Today, the American dream is to have the ability to set aside funds to plan for retirement and unforeseen financial emergencies. However, in today’s ever changing market, finding the extra money to save for the future may seem impossible for many workers. Typically, this is especially difficult for those employed in small businesses.
Today, more than ever, Americans realize the importance of saving for the future. Most experts estimate that the average American will need between $1.2 million to $1.5 million in a retirement plan to provide for a reasonable lifestyle after retirement. They also estimate that 8 months of expenses should be put aside for unexpected financial emergencies or about $30,000 to $50,000 for the average worker.
In order to provide American workers the opportunity to save and plan for retirement a reality, the U.S. Internal Revenue Code provides a variety of tax-advantage retirement plans through which employees may save funds for retirement. In addition, employers can offer retirement plans for employees’ that, if they meet certain qualifications under the Tax Code, create tax advantages for both parties.

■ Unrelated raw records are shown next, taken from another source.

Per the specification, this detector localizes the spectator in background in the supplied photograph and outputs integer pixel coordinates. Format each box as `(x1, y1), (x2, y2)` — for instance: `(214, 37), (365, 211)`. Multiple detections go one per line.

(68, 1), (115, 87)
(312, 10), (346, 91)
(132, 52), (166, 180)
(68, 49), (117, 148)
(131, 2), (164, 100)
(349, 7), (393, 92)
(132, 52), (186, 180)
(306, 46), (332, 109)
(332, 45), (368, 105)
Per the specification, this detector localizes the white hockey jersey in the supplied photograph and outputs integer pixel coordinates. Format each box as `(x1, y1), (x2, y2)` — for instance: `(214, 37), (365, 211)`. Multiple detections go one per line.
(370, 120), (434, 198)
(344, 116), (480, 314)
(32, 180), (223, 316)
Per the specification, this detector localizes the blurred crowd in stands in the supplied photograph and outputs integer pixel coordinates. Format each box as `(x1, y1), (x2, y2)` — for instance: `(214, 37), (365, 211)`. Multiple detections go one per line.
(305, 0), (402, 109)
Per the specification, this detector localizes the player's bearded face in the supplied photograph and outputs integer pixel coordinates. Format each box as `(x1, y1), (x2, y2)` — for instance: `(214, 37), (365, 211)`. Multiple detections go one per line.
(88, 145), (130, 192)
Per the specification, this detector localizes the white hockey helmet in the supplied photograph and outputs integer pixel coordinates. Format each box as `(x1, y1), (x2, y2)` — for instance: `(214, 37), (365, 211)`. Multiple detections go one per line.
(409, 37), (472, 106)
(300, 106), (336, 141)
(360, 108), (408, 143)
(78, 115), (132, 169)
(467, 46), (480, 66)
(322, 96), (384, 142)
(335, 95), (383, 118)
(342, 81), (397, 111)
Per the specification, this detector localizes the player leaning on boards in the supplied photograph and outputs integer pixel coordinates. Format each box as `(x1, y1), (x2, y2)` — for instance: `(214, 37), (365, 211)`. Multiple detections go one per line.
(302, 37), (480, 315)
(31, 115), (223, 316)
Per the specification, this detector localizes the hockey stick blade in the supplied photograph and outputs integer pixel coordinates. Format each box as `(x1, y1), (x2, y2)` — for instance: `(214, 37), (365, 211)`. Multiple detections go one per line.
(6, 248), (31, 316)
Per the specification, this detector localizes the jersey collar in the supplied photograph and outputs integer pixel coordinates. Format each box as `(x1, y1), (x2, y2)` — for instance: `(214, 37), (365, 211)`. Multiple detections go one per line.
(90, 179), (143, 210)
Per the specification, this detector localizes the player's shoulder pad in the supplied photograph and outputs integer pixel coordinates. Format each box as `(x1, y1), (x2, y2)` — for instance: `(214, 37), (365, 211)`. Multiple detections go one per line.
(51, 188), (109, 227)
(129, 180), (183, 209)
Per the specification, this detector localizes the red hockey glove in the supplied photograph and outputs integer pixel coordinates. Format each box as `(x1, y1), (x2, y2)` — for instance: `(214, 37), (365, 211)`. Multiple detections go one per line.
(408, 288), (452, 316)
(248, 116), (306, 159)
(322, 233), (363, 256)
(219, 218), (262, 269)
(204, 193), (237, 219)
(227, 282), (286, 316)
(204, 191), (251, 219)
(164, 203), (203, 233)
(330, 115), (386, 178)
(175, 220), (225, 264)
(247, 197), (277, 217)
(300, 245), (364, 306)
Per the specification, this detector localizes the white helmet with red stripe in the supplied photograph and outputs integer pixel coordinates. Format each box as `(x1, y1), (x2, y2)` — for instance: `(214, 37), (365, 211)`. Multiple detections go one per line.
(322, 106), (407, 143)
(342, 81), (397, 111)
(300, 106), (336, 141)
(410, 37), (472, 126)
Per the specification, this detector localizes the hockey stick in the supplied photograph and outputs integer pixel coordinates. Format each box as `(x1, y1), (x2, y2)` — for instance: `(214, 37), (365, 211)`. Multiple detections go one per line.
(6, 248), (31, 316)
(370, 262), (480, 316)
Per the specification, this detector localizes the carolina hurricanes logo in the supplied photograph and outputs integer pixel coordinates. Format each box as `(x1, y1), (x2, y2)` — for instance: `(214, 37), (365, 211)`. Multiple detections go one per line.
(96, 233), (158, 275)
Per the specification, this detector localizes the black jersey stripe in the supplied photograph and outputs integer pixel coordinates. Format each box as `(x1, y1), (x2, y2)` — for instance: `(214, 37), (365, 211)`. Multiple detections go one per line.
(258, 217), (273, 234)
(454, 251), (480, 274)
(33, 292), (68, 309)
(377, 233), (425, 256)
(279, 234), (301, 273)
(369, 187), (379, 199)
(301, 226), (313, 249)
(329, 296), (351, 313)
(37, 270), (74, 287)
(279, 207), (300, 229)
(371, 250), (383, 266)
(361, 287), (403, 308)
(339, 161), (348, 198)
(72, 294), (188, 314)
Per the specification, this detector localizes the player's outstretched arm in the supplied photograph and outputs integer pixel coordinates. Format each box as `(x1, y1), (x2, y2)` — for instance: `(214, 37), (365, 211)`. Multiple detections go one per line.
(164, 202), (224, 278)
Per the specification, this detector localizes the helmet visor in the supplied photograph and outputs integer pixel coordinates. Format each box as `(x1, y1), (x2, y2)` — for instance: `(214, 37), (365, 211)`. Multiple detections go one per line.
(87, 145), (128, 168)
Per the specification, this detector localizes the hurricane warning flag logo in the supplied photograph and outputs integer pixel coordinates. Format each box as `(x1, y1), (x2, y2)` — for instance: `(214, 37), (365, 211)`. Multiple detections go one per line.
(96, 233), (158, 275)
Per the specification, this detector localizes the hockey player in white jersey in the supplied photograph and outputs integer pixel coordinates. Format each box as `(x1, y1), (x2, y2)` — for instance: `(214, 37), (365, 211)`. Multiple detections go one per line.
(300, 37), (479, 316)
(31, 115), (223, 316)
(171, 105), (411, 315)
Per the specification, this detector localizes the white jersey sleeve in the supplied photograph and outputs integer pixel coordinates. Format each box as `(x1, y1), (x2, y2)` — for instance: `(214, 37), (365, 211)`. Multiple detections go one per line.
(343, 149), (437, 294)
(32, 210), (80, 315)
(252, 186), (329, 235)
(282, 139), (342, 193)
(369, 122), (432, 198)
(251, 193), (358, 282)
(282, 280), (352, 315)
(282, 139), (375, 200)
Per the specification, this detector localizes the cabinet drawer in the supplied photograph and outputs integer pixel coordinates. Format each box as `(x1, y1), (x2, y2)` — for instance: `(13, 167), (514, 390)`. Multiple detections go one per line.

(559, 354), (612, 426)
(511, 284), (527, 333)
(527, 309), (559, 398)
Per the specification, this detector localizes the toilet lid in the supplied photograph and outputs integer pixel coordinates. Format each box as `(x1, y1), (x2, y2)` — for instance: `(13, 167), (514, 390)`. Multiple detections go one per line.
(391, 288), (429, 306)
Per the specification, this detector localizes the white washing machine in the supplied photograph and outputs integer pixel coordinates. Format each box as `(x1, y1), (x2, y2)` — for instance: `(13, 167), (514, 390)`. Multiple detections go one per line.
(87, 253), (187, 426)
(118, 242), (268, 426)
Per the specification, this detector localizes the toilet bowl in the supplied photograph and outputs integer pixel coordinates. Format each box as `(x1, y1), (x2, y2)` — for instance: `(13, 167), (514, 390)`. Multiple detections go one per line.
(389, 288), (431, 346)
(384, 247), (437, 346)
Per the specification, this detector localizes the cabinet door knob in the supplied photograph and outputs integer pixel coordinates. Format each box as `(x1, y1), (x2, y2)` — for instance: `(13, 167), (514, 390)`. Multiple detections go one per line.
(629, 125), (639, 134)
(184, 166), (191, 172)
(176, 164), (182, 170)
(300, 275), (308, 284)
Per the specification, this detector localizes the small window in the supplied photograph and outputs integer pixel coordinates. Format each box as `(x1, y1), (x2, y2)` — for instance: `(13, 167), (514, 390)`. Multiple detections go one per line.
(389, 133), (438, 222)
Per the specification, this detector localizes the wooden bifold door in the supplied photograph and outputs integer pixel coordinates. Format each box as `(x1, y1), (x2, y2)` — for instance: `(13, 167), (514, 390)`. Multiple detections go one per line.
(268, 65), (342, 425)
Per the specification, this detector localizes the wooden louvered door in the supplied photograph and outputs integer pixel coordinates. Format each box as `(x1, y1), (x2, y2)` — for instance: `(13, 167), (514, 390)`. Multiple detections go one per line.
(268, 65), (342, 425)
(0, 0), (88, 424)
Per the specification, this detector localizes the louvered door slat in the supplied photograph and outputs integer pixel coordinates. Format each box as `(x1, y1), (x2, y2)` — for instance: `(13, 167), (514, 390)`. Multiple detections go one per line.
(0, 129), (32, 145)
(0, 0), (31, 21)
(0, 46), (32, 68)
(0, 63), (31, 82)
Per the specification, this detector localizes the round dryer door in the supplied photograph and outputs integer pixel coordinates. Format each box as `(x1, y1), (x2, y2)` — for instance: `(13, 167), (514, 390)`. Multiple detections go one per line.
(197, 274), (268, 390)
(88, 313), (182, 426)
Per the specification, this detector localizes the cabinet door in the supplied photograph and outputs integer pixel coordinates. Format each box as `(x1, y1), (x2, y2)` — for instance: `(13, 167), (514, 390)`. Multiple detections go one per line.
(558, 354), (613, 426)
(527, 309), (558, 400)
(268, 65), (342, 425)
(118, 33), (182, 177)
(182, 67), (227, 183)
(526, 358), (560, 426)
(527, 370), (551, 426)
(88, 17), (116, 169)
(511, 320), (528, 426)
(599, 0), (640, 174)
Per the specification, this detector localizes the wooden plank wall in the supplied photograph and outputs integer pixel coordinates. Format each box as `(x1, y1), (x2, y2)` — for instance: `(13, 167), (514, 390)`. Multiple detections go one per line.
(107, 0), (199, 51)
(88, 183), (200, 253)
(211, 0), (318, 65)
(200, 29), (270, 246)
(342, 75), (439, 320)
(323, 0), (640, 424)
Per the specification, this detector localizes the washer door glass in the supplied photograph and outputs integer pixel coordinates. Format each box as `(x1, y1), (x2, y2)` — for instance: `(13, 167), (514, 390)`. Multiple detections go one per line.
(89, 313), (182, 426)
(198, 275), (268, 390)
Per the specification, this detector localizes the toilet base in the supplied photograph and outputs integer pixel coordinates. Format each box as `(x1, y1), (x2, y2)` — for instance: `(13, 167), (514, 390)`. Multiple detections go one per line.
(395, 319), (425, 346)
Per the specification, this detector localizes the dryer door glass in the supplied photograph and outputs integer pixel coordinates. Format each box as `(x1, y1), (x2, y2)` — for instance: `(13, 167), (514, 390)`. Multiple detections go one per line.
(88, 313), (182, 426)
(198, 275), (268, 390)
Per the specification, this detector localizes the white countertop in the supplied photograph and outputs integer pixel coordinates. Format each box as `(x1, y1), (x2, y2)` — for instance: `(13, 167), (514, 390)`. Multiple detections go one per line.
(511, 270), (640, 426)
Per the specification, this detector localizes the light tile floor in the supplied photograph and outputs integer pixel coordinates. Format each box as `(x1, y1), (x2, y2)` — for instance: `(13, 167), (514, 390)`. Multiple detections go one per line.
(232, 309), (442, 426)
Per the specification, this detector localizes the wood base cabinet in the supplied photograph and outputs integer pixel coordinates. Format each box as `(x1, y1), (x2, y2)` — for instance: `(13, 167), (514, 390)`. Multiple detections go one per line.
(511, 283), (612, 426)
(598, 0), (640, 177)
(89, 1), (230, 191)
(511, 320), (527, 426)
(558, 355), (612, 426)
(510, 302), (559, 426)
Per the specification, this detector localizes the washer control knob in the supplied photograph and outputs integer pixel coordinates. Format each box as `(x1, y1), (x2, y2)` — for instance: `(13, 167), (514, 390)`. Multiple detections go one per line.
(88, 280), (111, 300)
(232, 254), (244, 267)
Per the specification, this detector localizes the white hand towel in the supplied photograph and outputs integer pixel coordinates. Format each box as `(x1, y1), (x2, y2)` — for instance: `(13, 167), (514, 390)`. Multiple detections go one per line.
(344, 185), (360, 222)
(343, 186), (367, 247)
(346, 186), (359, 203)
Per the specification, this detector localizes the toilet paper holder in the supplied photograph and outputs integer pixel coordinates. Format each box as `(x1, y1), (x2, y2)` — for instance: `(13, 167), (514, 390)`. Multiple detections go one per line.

However, with any qualified retirement savings plan for which the government affords tax breaks, there are requirements, under the tax code and the Employee Retirement Income Security Act of 1997 (ERISA), for maintaining the plans. For example, plans must be updated to reflect changes in the law and information about the plan must be reported annually to employees as well as the IRS. If a plan falls out of compliance or is inappropriately used for the advantage of the wrong parties, it must be corrected to avoid penalties or the loss of its qualification for special tax treatment.